An Introduction to Safe Reinforcement Learning

The use of Reinforcement Learning (RL) is becoming more widespread. With RL's rise in popularity, we have also seen a growing interest in studying the safety of RL algorithms. We want the learning agent to be safe during training and we want to ensure that the agent is safe to deploy. For example, we want to safely train an autonomous car and ensure that it won't be responsible for any accidents when deployed.

Example of an autnomous car safely deployed on a urban environment.

Safe Reinforcement learning has its complexities. Reinforcement learning is based on exploration and exploitation. How can an agent learn to be safe without experiencing unsafe scenarios? Furthermore, for some tasks, the threat of safety may be very infrequent. It is hard to ensure that training sets will include enough unsafe scenarios to ensure that safety-preserving behaviors are learned. Also, some reinforcement learning techniques construct their own representations of the domain (e.g., deep learning). It is hard to ensure that these representations carry the necessary information to ensure safety and that the resulting policies/strategies are safe.

Reading more about RL [1] and the work being done on safe RL [2] caught my interest. I thought it would be a good idea to develop some algorithms myself. For this project, I develop an RL algorithm and two grid-world simulations for testing purposes. Everything was developed from scratch, meaning that I didn't use any ML or RL libraries.

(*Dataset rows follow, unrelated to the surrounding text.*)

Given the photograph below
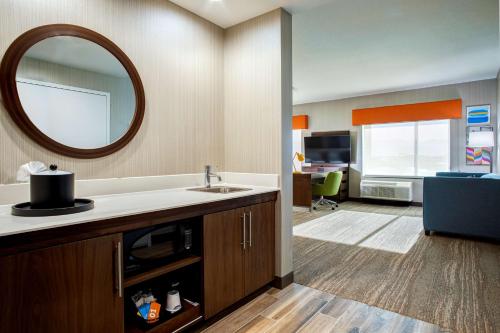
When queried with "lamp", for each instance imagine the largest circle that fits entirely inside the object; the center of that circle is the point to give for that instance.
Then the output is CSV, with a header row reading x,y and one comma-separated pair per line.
x,y
300,157
484,139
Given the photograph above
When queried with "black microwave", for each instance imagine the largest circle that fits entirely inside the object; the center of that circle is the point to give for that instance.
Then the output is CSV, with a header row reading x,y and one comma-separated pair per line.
x,y
146,248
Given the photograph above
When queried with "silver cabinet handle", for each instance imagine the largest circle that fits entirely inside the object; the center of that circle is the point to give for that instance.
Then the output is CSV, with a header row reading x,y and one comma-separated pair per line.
x,y
250,229
118,269
244,243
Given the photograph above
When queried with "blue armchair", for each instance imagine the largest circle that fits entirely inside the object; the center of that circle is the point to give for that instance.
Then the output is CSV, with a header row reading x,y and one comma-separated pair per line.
x,y
462,203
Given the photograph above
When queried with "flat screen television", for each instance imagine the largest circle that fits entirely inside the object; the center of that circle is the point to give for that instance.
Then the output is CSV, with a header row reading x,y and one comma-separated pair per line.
x,y
328,149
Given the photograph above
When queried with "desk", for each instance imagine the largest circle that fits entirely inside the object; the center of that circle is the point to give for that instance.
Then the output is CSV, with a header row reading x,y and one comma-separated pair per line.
x,y
302,189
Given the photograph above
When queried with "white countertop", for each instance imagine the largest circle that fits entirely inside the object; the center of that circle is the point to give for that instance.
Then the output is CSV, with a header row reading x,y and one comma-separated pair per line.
x,y
119,205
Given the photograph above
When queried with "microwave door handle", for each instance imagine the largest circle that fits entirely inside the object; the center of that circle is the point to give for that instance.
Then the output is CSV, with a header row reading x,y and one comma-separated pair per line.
x,y
118,269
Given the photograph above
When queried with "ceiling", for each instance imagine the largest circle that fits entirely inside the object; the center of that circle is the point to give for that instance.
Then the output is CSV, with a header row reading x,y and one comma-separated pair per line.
x,y
77,53
226,13
346,48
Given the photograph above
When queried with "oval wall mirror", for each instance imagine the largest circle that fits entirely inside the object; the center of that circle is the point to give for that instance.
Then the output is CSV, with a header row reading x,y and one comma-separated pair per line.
x,y
72,90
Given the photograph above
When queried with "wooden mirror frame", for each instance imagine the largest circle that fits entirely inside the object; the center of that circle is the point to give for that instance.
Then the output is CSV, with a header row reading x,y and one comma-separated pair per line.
x,y
12,103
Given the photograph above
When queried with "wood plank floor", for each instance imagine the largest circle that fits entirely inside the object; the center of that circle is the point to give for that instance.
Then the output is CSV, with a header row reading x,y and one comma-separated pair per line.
x,y
448,281
301,309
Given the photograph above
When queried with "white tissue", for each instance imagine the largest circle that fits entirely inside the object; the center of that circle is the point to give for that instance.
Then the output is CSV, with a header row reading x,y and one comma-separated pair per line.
x,y
25,170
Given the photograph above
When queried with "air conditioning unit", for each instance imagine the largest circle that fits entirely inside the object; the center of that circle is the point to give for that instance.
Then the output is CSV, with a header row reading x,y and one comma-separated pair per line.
x,y
386,190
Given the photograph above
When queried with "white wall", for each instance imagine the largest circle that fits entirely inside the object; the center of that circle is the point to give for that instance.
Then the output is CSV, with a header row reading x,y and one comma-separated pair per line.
x,y
258,111
337,116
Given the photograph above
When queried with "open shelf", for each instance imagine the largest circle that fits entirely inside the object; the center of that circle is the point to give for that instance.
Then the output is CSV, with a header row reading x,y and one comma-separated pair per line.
x,y
136,279
188,315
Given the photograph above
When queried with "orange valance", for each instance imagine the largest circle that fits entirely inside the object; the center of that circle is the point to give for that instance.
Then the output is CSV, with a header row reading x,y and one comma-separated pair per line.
x,y
451,109
300,122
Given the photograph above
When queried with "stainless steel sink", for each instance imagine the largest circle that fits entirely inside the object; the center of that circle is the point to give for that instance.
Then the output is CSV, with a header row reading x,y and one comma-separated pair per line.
x,y
219,189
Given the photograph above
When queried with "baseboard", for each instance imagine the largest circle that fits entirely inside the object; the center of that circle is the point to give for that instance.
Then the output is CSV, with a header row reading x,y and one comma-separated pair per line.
x,y
283,282
387,202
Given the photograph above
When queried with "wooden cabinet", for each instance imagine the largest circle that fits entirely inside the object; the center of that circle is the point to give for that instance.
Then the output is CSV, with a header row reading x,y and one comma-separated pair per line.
x,y
259,252
66,288
238,254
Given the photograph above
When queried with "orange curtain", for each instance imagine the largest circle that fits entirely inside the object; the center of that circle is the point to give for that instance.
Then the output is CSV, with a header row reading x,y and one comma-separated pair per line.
x,y
451,109
300,122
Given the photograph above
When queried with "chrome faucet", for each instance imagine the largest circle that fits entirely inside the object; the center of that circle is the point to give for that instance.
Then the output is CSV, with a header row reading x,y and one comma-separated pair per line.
x,y
209,174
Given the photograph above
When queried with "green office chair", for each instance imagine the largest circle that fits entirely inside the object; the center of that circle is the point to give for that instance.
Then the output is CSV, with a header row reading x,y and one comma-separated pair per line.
x,y
329,188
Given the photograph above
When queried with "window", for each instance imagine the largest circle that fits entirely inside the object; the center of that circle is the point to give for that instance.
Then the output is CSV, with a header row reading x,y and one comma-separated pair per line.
x,y
406,149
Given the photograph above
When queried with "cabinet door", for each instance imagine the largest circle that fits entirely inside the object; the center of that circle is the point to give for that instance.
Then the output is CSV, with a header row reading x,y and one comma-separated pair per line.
x,y
223,260
259,254
66,288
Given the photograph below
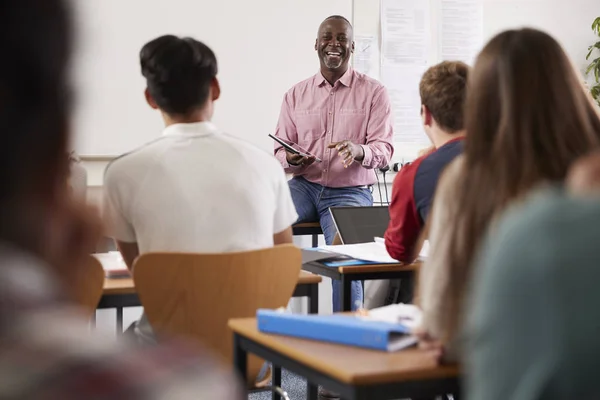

Both simulations involve 5x4 grids limited by four borders. The agent can move from one grid to another by performing 1 out of 4 possible actions (Up, Down, Left, and Right). The first set of grid-world environments are Navigation simulations. It consists of a planetary robot looking to travel from a starting point to a specified target destination while trying not to fall into craters.

The second set of grid-world environments are Mineral Collection simulations. It consists of a planetary robot looking to collect mineral ore and bringing it back to its starting position while trying not to fall into craters. The agent will automatically pick up the ore when it reaches its location.

Navigation, We have the agent/planetary robot (blue), the starting point (purple), the target (green) and the craters (red). Mineral Collection, We have the agent/planetary robot (blue), the start & end point (purple), the mineral ore (yellow) and the craters (red).

I implemented the Q-learning algorithm presented in Richard Sutton's textbook [1]. The Q-learning algorithm I developed is meant to solve any discrete RL problem. It only requires that the MDP has a finite set of states, a finite set of actions, a set of rewards, and a transition matrix.

Pseudo-Code for the Q-learning algorithm.

I focused on making sure that the agent was capable of learning a policy that was safe to deploy. Specifically, to make sure that the agent will not fall into any crater on deployment. In our MDP the unsafe states will be represented as states that return negative rewards. I hypothesized that because the agent was trying to maximize cumulative reward it would try to avoid negative rewards. For both simulations, the craters have a negative reward, and the target destination has a positive reward. All other states have a reward of 0. In the Mineral Collection environment picking up the mineral ore also has a positive reward.

After developing, training, and deploying the agents I was able to achieve my goal. For every iteration of the Navigation and Mineral Collection environments, the agents learned an optimal and safe policy. The key was to test different values for the rewards, and parameter tuning the Q-learning algorithm. If the punishment was set too high, the agent would focus on not falling and would avoid its actual goal, or it would learn a non-optimal policy. If the reward was too high the agent would ignore the craters and the resulting policy would be unsafe.

The agent deployed in both environments after training with Q-learning algorithm.

Even though my approach works, it had a lot to do with manually tunning several parameters to succeed. As mentioned earlier, this project is my introduction to Reinforcement Learning and Safe RL. Currently, my work focuses on more complex safety strategies and the agent's safety during training.